Une vue de l’Europe depuis la Pologne

Selon Adriana Rozwadowska l’Union européenne doit s'adresser à ses citoyens et citoyennes dans une langue compréhensible et intégrative.

Varsovie : le Palais de la Culture et des Sciences.
Varsovie : le Palais de la Culture et des Sciences. fotoluk1983 - stock.adobe.com

Nous avons interrogé des journalistes de pays européens sur l’avenir de l’Europe - découvrez ici la réponse d'Adriana Rozwadowska. Elle écrit pour le quotidien polonais Gazeta Wyborzca.

En tant que journaliste, je me suis souvent rendue à la représentation de la Commission européenne en Pologne : présenter sa carte d'identité, passer une première porte, prendre un ascenseur actionné par le personnel de sécurité, traverser le deuxième sas - et atteindre enfin une porte massive, probablement pare-balles.
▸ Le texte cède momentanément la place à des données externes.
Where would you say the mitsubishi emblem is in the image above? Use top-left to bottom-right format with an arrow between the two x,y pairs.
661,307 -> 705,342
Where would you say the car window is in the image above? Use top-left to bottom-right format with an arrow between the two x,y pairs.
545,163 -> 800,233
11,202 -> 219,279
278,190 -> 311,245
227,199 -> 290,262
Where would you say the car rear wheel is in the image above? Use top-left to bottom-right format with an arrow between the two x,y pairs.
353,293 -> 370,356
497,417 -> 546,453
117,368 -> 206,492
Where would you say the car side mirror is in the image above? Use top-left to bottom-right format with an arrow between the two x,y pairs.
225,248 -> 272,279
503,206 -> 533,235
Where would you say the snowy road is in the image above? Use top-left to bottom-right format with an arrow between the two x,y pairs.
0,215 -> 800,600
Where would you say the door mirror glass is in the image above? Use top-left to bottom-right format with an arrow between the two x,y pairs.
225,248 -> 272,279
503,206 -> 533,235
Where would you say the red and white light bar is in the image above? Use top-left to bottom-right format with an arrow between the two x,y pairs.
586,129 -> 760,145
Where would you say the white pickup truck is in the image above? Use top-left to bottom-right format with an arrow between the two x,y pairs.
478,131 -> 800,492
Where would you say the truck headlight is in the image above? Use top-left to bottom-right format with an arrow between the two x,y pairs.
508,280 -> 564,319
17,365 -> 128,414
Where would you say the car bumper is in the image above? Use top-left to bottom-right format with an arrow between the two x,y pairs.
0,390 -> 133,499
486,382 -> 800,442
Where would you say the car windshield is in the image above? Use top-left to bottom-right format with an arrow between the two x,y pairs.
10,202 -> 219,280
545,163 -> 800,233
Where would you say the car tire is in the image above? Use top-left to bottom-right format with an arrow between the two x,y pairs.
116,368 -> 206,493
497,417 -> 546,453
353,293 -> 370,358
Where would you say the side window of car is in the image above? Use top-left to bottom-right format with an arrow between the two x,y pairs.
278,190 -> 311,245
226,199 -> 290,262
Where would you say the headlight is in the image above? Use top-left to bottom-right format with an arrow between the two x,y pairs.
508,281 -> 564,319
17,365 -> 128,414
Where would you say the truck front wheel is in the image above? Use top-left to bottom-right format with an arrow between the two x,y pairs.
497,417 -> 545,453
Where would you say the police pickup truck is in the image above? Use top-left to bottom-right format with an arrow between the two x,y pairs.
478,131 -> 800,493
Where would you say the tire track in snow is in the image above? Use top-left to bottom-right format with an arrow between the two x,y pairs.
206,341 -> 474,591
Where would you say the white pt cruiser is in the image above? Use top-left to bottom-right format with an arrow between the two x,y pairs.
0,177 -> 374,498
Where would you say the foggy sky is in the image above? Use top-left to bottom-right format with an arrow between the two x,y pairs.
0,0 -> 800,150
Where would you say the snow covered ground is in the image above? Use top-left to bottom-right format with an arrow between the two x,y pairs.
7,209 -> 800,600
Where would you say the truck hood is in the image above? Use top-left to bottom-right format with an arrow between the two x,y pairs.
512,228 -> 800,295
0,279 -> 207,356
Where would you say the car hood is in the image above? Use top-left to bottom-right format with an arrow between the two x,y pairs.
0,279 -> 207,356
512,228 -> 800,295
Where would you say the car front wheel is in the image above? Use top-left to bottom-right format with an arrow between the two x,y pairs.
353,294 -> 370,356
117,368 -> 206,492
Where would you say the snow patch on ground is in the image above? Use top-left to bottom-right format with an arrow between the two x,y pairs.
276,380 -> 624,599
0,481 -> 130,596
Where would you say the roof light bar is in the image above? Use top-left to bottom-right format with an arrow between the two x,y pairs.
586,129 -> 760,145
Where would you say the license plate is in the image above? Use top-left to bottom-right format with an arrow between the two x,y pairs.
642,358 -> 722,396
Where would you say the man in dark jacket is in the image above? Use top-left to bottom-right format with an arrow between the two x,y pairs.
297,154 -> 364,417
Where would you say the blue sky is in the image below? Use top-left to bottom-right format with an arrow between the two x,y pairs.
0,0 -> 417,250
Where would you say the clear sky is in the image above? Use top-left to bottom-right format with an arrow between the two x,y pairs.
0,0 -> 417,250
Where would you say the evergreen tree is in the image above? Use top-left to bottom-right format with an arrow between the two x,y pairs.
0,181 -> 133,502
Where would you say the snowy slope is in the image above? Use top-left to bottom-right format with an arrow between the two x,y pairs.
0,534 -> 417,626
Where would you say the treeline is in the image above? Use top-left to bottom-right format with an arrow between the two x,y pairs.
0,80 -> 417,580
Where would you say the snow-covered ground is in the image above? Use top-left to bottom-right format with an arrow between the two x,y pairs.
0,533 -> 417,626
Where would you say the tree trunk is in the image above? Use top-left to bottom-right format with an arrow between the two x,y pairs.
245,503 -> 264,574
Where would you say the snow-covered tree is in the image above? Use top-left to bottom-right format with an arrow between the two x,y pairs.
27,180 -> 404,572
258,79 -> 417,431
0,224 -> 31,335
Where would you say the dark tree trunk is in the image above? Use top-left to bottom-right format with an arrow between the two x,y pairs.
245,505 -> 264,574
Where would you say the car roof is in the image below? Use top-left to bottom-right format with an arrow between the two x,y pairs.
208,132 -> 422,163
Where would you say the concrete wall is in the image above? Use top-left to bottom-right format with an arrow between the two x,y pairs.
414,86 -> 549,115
Je crois que c'est exactement comme cela que les Polonais voient l'Union européenne. 

En 2018, le président Andrzej Duda a déclaré : « C'est une communauté imaginaire qui nous apporte peu ». Un an plus tard, il s’est soudain souvenu « Nous sommes L’EU ». Après cela, il a souvent changé d'avis. Mi-janvier 2020, il a déclaré : « Ils ne nous dicteront pas, dans des langues étrangères, quelle forme d’Etat nous devons adopter », puis, deux semaines plus tard : « Notre adhésion à L’Union n'est pas en danger ». 

Adriana Rozwadowska
Adriana Rozwadowska

Le parti au pouvoir Droit et Justice (PiS) n’interprète pas l’idée d’une Europe unie de façon idéologique mais instrumentale, en fonction de ses propres intérêts politiques, souvent provisoires. Comme bien des pays de droite en Europe, le PiS s’ingénie également à présenter aux électeurs mécontents l'Union européenne comme un coupable facile. Pourtant, il semble que l’adhésion de la Pologne à l'Union européenne est incontestée – plus de 80 pour cent de la population polonaise la soutient. 

Une idée abstraite

De quoi ai-je donc alors peur ? De ce qui s'est passé en Grande-Bretagne et de ce qui a même surpris les provocateurs du Brexit : ils ont misé sur le risque - et ils ont gagné par hasard. Car le sol est fertile. Lorsqu’on me demande quelle image les Polonais ont de l’UE, je réponds : aucune. Pour les Polonais, l'Union européenne est une idée abstraite. Nous ne sommes pas comme les Allemands ou les Français qui ont grandi avec elle. Au cours des 16 années de leur adhésion à l'UE, les Polonais n'ont pas développé le sens d'une communauté d'intérêts fondée sur les compromis.   

Qu’est-ce donc que l’Union européenne pour les Polonais ? D’une part, cela signifie l’absence de contrôle des passeports et l'argent des subventions de l’UE, d'autre part c’est aussi des enregistrements télévisés incompréhensible où l’on voit des hommes et des femmes sérieux discuter de règlements compliqués. En outre, aussi bien les citoyens que les politiciens polonais partagent le souhait que l’Union européenne ait une influence aussi faible que possible sur la Pologne.

L’Union européenne elle-même doit aller à la rencontre des citoyens des nouveaux Etats membres.

Adriana Rozwadowska, Gazeta Wyborcza

Si l’Union européenne veut rester un acteur important dans le monde aux côtés des Etats-Unis et de la Chine, elle doit renforcer ses relations internes et s’orienter vers le fédéralisme. Mais cette voie est difficile à suivre lorsque la seule alternative compréhensible pour les citoyens et propagée par les politiciens est le retour aux Etats-nations. Le fait que rien n'ait été entrepris après le Brexit pour améliorer l’image de l'UE est une grave erreur.

L’Union européenne elle-même doit aller à la rencontre des citoyens des nouveaux Etats membres et commencer à s’exprimer dans une nouvelle langue compréhensible et intégrative. Sinon, les paroles du président polonais selon lesquelles, à cause de à L'UE, on ne peut pas « acheter des ampoules normales mais seulement des ampoules économiques parce que l'UE les a interdites » continueront à rencontrer un terrain fertile.   

Adriana Rozwadowska est journaliste depuis 2015 à la Gazeta Wyborcza, le plus grand quotidien de Pologne. Au service économie, elle écrit sur le marché du travail, les affaires sociales et la politique.